Synopsis Selected PLOS Biology research articles are accompanied by a synopsis written for a general audience to provide non-experts with insight into the significance of the published work.

See all article types »

What Does Evolution Do with a Spare Set of Genes?

  • Mary Hoff
  • Published: April 04, 2006
  • DOI: 10.1371/journal.pbio.0040132

A hundred million years ago, a molecular twist of fate endowed an ancestor of today's baker's yeast (Saccharomyces cerevisiae) with an extra copy of every gene it owned—the equivalent of a factory one day finding double the number of workers reporting for duty. What did the yeast and the forces of evolution do with this treasure trove of potential? Did the extra gene-workers simply double the output? Did the original crew and the duplicates divvy up the ancestral functions? Or did they take on new tasks? That's what Gavin Conant and Kenneth Wolfe sought to find out in their study of the networks of interactions among genes and other cellular components that emerged in the wake of that landmark event.

Some of the genes from the original doubling disappeared completely from the S. cerevisiae genome in the intervening millennia. But previous research had identified 551 duplicate gene (paralog) pairs that remain. To explore their fate, the authors used information about known co-expression from other S. cerevisiae studies along with an algorithm they developed on these genes pairs, and they identified 19 networks made up of paralogs divided such that there are many interactions within each network but few between the two paired networks. They then set out to explore the extent to which the networks composed of the two sets of paralogs differed from each other—a measure of the degree to which they had diverged evolutionarily, and so taken on separate functions, over time.

The first test looked at symmetry between the networks formed by the two sets of paralogs. The researchers found that for many of the network pairs, one set of paralogs had significantly more interactions than the other. The networks also had more redundancy—multiple interactions between two pairs of paralogs—than would be found in randomly grouped networks. These findings suggest substantial but incomplete divergence since the original gene-duplicating event.

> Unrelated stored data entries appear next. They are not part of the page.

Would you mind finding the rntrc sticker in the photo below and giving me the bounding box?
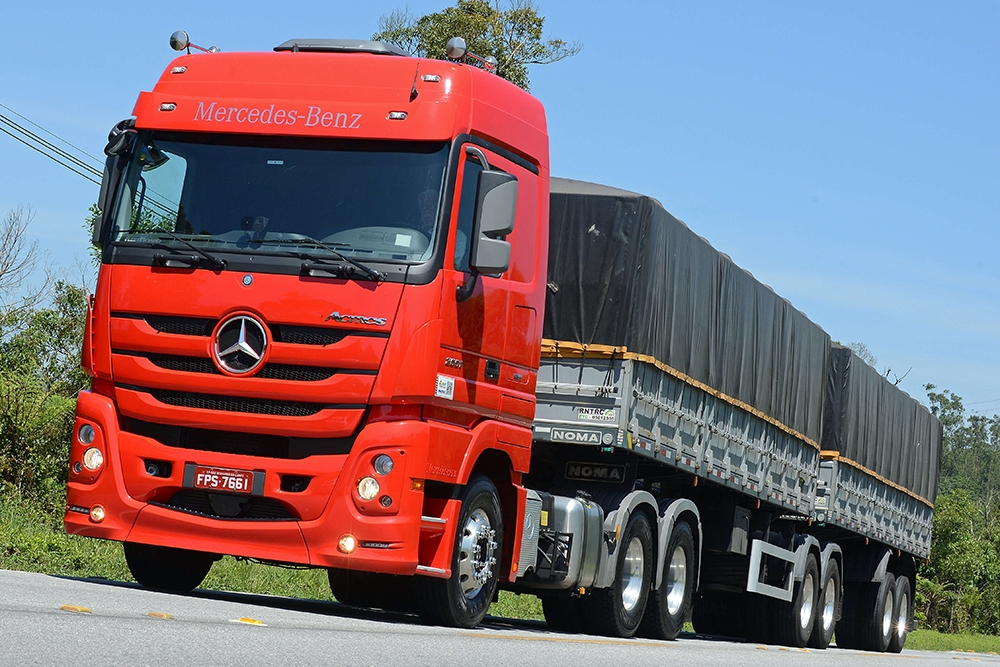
[577,407,617,423]
[565,461,627,483]
[435,374,455,400]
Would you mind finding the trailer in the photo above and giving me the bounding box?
[512,179,941,651]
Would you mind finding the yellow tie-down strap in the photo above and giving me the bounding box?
[540,339,821,452]
[819,450,933,509]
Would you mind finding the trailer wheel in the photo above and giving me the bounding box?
[808,558,840,649]
[542,595,585,633]
[639,521,694,640]
[417,474,502,628]
[328,569,414,612]
[834,582,863,649]
[775,553,819,647]
[887,575,911,653]
[585,511,653,638]
[860,573,896,652]
[124,542,214,593]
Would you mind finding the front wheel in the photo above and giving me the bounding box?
[417,475,503,628]
[585,511,653,638]
[639,520,694,640]
[124,542,215,593]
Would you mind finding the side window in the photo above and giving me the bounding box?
[453,157,483,272]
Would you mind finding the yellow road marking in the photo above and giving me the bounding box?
[60,605,92,614]
[231,617,266,626]
[147,612,175,620]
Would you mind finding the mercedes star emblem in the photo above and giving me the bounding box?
[214,315,267,374]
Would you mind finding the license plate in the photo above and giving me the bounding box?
[192,465,254,493]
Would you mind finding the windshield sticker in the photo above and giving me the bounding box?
[577,407,617,423]
[395,234,412,247]
[193,102,362,129]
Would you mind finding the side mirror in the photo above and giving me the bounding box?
[105,118,137,157]
[469,170,517,275]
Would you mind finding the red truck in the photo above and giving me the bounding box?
[67,33,941,651]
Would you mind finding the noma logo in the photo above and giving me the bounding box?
[565,462,626,483]
[551,428,601,444]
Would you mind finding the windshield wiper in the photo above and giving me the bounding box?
[255,237,385,282]
[149,228,227,270]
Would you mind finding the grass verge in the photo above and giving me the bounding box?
[905,629,1000,654]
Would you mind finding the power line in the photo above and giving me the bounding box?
[0,102,104,168]
[0,108,102,183]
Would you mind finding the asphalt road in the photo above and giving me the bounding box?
[0,569,992,666]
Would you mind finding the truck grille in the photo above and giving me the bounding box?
[156,489,296,520]
[145,353,337,381]
[138,314,355,346]
[123,418,354,458]
[149,389,326,416]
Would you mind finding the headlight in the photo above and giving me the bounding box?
[78,424,96,444]
[373,454,394,476]
[357,476,380,501]
[82,447,104,471]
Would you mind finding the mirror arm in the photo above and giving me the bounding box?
[464,145,490,170]
[456,271,479,304]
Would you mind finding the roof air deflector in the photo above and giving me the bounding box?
[274,39,409,56]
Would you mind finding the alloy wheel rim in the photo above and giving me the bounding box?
[665,544,688,616]
[457,508,497,600]
[621,536,645,612]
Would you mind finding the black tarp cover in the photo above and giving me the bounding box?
[823,345,942,506]
[543,178,830,447]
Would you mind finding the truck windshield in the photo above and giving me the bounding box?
[110,132,449,263]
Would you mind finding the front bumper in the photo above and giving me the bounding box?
[65,389,441,575]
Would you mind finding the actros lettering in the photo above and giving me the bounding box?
[326,311,387,326]
[194,102,362,129]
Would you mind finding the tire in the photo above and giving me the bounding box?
[584,511,653,638]
[774,553,819,647]
[835,582,864,649]
[639,521,695,640]
[328,568,414,612]
[542,595,586,633]
[692,592,736,637]
[887,575,912,653]
[416,475,503,628]
[124,542,214,593]
[808,559,841,649]
[742,591,772,644]
[860,573,896,652]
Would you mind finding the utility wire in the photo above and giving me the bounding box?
[0,122,100,185]
[0,102,104,168]
[0,111,102,180]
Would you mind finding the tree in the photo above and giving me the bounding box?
[373,0,581,90]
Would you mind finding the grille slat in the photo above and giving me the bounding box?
[145,315,215,336]
[272,325,348,346]
[158,489,296,521]
[122,418,355,459]
[144,353,336,381]
[149,389,325,416]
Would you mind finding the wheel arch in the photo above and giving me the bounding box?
[651,498,702,591]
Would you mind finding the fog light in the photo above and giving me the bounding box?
[357,476,379,501]
[82,447,104,471]
[338,534,358,554]
[373,454,394,476]
[78,424,95,445]
[89,505,106,523]
[379,495,392,507]
[73,462,82,474]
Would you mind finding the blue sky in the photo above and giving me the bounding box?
[3,1,998,413]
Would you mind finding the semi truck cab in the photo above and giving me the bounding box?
[66,37,549,627]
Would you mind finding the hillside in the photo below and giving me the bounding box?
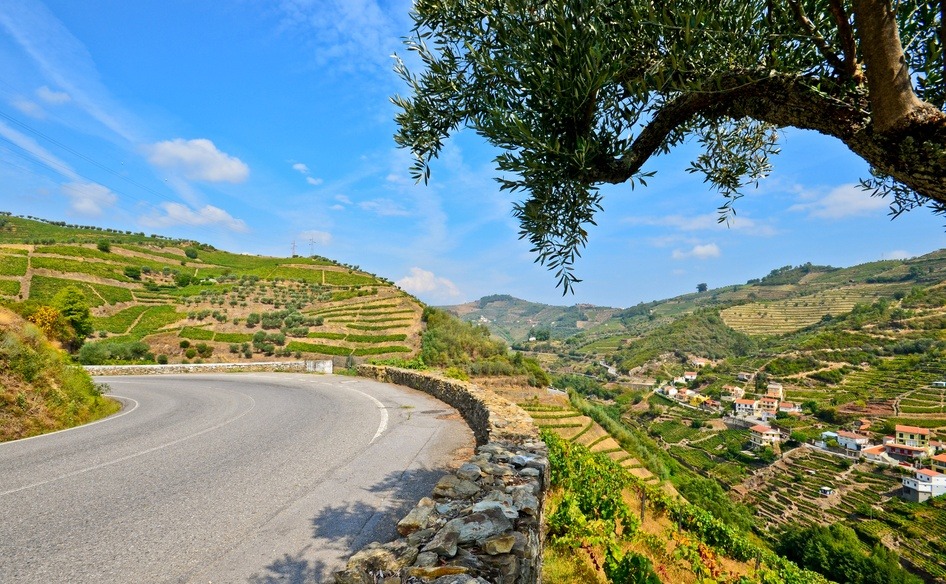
[0,307,119,441]
[0,213,423,364]
[440,294,621,343]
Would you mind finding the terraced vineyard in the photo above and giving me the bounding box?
[0,215,422,363]
[721,286,897,335]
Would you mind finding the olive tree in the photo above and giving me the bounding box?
[392,0,946,291]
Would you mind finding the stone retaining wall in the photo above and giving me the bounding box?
[84,360,332,376]
[335,366,548,584]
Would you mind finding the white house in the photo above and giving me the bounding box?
[683,371,698,382]
[734,398,758,418]
[759,397,779,414]
[690,357,710,368]
[836,430,871,451]
[902,468,946,502]
[750,424,781,449]
[779,401,801,414]
[663,386,679,398]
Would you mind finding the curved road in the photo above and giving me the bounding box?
[0,373,473,583]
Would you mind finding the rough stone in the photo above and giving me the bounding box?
[457,463,482,481]
[398,497,435,535]
[407,528,436,547]
[482,533,517,555]
[414,551,439,567]
[453,507,513,544]
[434,475,481,499]
[406,565,469,579]
[424,524,460,557]
[519,467,540,477]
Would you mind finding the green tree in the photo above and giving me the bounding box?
[393,1,946,291]
[697,283,708,293]
[51,286,93,348]
[96,239,110,253]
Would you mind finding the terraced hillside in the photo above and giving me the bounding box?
[0,214,421,362]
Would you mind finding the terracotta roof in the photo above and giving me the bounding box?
[886,443,927,452]
[917,468,943,477]
[734,398,757,405]
[895,424,931,435]
[862,445,886,455]
[760,397,778,404]
[779,401,796,408]
[750,424,775,433]
[932,453,946,463]
[837,430,867,440]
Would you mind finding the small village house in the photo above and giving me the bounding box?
[750,424,781,449]
[902,468,946,502]
[759,397,779,415]
[836,430,870,451]
[733,398,759,418]
[721,385,744,402]
[932,453,946,474]
[683,371,698,382]
[690,357,710,368]
[884,425,933,460]
[765,383,784,400]
[737,372,753,382]
[778,401,801,414]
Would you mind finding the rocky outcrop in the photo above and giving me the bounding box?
[335,366,548,584]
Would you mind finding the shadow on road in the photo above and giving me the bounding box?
[247,466,447,584]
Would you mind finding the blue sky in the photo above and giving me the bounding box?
[1,1,944,308]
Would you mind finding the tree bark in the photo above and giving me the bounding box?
[852,0,927,132]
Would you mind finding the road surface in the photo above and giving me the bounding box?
[0,373,472,583]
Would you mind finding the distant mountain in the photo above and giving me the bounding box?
[439,294,621,343]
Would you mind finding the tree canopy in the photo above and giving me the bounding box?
[393,0,946,291]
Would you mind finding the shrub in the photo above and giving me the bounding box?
[184,247,198,259]
[97,239,111,253]
[185,347,197,359]
[179,339,190,348]
[123,266,141,280]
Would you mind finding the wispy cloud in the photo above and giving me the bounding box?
[790,183,887,219]
[292,162,309,173]
[396,267,460,300]
[299,229,331,246]
[274,0,409,75]
[36,85,70,104]
[11,98,44,118]
[624,212,776,236]
[62,181,116,215]
[0,1,140,142]
[672,243,721,260]
[306,176,323,186]
[359,198,410,217]
[146,138,249,183]
[141,202,248,232]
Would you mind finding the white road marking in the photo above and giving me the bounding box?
[0,392,257,497]
[342,387,388,444]
[0,394,140,447]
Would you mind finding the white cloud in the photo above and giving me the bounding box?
[883,250,913,260]
[299,229,332,245]
[0,119,79,180]
[335,195,352,205]
[141,202,248,232]
[396,267,460,299]
[625,212,776,236]
[62,181,116,215]
[11,98,44,118]
[790,183,887,218]
[359,198,410,216]
[330,204,345,211]
[146,138,249,183]
[36,85,70,104]
[306,176,323,186]
[292,162,309,173]
[672,243,721,260]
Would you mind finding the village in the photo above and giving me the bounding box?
[656,357,946,503]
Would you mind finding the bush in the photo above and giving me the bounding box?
[123,266,141,280]
[184,247,198,259]
[157,354,168,364]
[97,239,111,253]
[185,347,197,359]
[179,339,190,348]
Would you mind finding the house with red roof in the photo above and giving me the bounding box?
[932,453,946,474]
[750,425,781,449]
[902,467,946,502]
[885,425,933,460]
[733,398,758,418]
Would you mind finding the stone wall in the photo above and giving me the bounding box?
[84,360,332,376]
[335,366,548,584]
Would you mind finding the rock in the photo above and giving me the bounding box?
[397,497,435,535]
[457,463,482,481]
[482,533,516,555]
[431,575,490,584]
[335,540,418,584]
[424,524,460,557]
[453,507,513,544]
[519,467,540,477]
[510,487,539,516]
[406,565,469,579]
[406,527,436,547]
[481,462,513,477]
[433,475,481,499]
[472,497,518,520]
[414,551,439,567]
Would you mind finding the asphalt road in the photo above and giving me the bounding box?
[0,373,473,583]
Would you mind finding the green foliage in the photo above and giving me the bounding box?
[51,286,93,348]
[123,266,141,280]
[184,247,198,259]
[78,340,153,364]
[613,310,754,371]
[420,307,507,366]
[777,524,922,584]
[604,550,661,584]
[96,239,110,253]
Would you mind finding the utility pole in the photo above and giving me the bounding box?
[291,240,296,257]
[308,238,316,257]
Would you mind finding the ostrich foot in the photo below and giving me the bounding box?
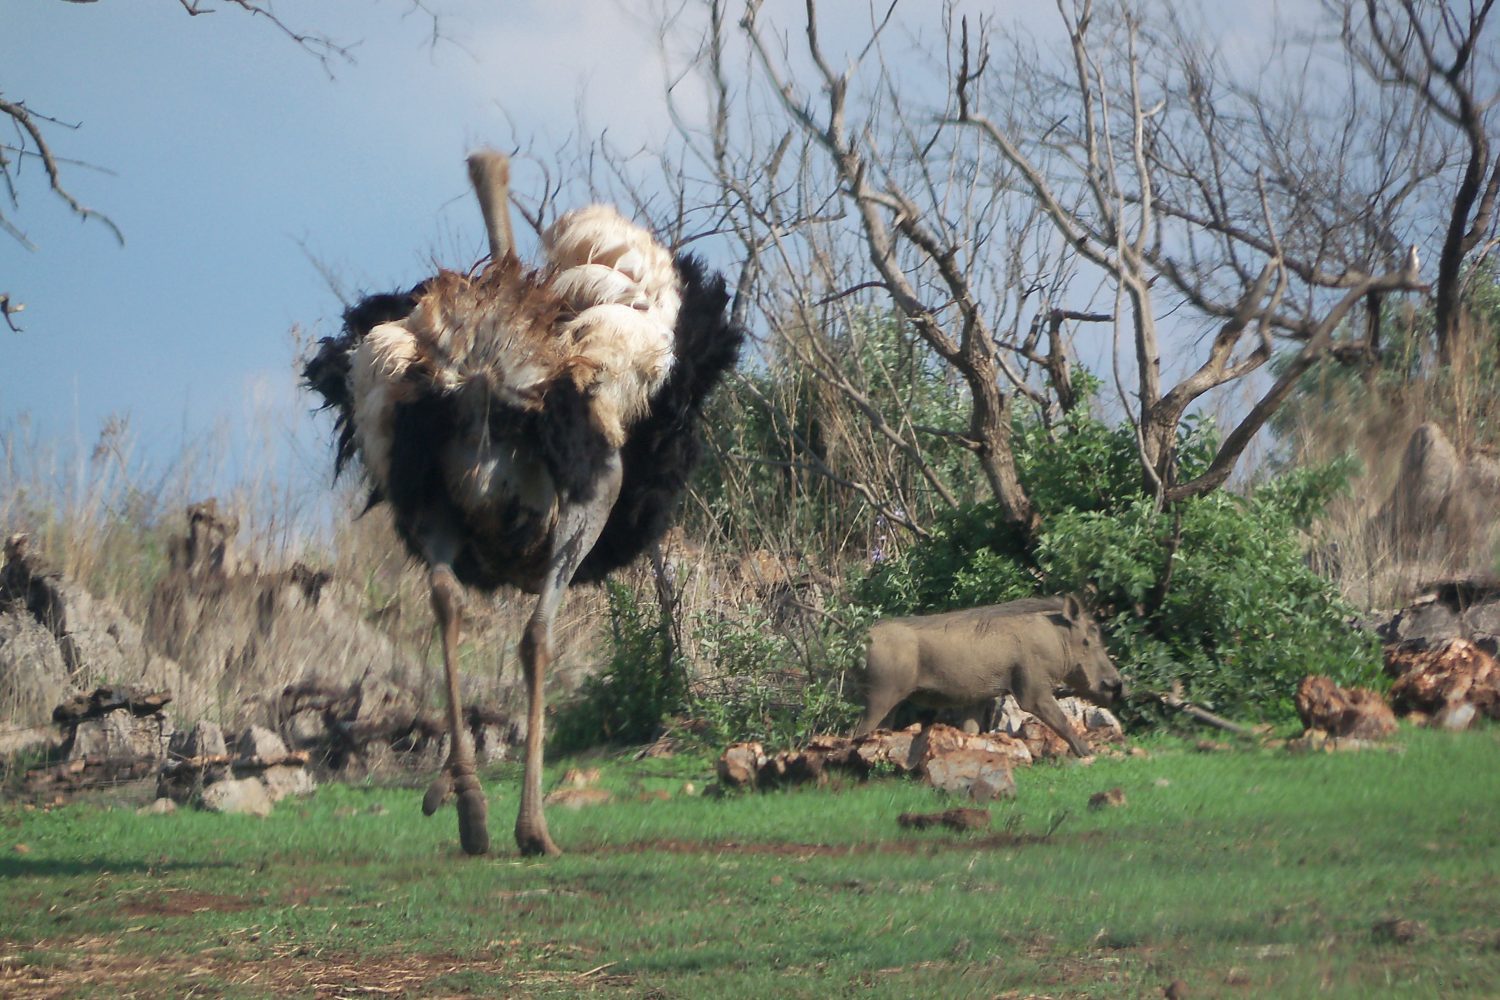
[422,761,490,855]
[421,770,454,816]
[455,770,490,856]
[515,820,561,858]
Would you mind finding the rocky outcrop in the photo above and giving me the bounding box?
[1386,638,1500,730]
[156,721,316,814]
[140,501,421,729]
[715,717,1120,802]
[2,534,181,730]
[21,686,175,798]
[1295,676,1399,740]
[1372,423,1499,575]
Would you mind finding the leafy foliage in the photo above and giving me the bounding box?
[686,601,872,748]
[858,408,1381,725]
[551,581,687,753]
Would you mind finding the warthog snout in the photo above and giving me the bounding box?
[1095,675,1126,704]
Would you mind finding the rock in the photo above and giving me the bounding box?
[283,707,327,750]
[1372,918,1427,945]
[1434,701,1478,731]
[177,720,227,759]
[199,777,273,817]
[897,807,991,831]
[236,725,288,763]
[1294,676,1398,740]
[141,501,424,731]
[68,709,174,762]
[993,695,1123,758]
[472,715,521,764]
[2,536,159,684]
[1388,600,1465,646]
[922,748,1017,802]
[852,725,920,772]
[717,741,765,789]
[911,723,1033,770]
[1388,638,1500,724]
[1089,787,1127,810]
[0,609,71,728]
[159,721,231,803]
[260,764,316,802]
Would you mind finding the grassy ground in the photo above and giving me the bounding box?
[2,726,1498,998]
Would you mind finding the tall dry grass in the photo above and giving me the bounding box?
[1281,305,1500,610]
[0,406,616,730]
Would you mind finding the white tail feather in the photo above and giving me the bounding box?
[544,205,681,326]
[563,303,675,445]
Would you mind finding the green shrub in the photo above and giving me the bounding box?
[856,410,1381,726]
[550,581,687,752]
[686,602,872,748]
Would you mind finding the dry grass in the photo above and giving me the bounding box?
[1282,310,1500,611]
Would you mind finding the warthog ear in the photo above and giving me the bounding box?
[1062,593,1084,622]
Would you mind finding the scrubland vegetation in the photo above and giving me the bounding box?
[4,0,1500,995]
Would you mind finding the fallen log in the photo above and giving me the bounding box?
[1136,687,1259,738]
[160,750,311,772]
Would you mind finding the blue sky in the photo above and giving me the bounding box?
[2,2,686,503]
[3,1,1299,517]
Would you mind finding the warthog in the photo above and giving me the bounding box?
[856,595,1124,757]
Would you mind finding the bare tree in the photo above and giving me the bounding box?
[1331,0,1500,366]
[640,0,1444,547]
[1,1,441,331]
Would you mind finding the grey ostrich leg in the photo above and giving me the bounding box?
[418,526,491,856]
[514,452,623,857]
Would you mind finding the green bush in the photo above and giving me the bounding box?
[550,581,687,753]
[857,410,1382,726]
[686,602,872,748]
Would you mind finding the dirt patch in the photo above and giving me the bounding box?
[594,832,1092,858]
[116,889,257,918]
[0,936,629,998]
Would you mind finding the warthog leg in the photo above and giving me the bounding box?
[1019,688,1093,758]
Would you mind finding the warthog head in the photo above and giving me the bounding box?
[1056,594,1125,705]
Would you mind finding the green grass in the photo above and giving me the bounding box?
[2,727,1498,997]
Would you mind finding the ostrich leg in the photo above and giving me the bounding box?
[421,554,490,856]
[514,453,622,857]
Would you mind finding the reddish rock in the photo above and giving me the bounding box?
[1295,676,1398,740]
[1089,787,1127,810]
[922,748,1018,802]
[852,725,920,772]
[910,723,1033,770]
[717,741,765,789]
[897,807,991,831]
[1387,639,1500,727]
[995,695,1124,759]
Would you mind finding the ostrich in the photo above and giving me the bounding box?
[304,151,743,856]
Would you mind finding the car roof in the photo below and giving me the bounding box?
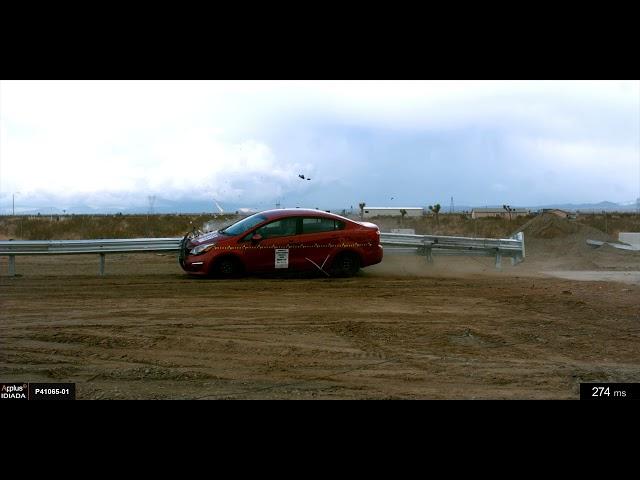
[259,208,351,222]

Second, the authors explored the extent to which the 19 networks they had identified showed evidence of functional significance. To do so, they split the 551 paralog pairs into random networks, then recalculated network partitions for each. Eight of the networks showed significantly better clustering of gene interactions with respect to co-expression data than did the randomized networks, supporting the contention that they do in fact represent modular functional units, not just mathematical constructs. To further provide evidence of potential functionality, the researchers also analyzed whether partitions contained proteins with similar cellular localization and/or upstream regulatory sequence motifs. In the two largest of the networks with significant partitioning, protein localization and regulatory sequences were better conserved within each of the network partitions than would be expected by chance, confirming the functional correspondence seen with gene co-expression data.

To illustrate the adaptive value of network partitioning, the authors described a pair of paralogs whose protein products catalyze the last reaction in glycolysis. One encodes an enzyme induced by a compound present when glucose levels are high, while the other encodes an enzyme that works without this metabolic intermediate. As a result, the yeast can efficiently carry out the reaction in both high- and low-glucose environments.

Finally, the authors tested three mathematical models of network evolution against their observations as a way to gain insights into what actually happened to interactions among genes over the evolutionary history of the yeast. In the first model, which they called “uniform loss,” interactions were lost at random. In the second model, called the “poor-get-poorer” model, the probability of loss of an interaction between two genes was set to be inversely proportional to number of ancestral interactions retained. The third, “co-loss” model, in which the probability of an interaction loss depends on number of shared neighboring genes (the more shared, the less likely a loss) proved to provide the best approximation to which interactions actually were lost and retained over time. The strength of the third model supported the authors' speculation that the partitioned networks originally formed through the partial loss of old function rather than the development of new functions, in contrast to the common belief that increased complexity is largely the consequence of positive selection.

What does evolution do when handed a spare set of genes? In the case of S. cerevisiae, at least, it appears to have modified interactions among genes and other cellular components to produce a set of partially independent daughter networks from each single ancient network, creating in the process a division of labor that makes the most of the possibilities presented by the fortuitous duplication of the genome in the yeast's ancient past.


After a genome duplication event, which provides networks with many simultaneously duplicated genes (nodes), the number of nodes in the network has doubled and the number of interactions has quadrupled. The subsequent gain or loss of interactions reduces redundancy.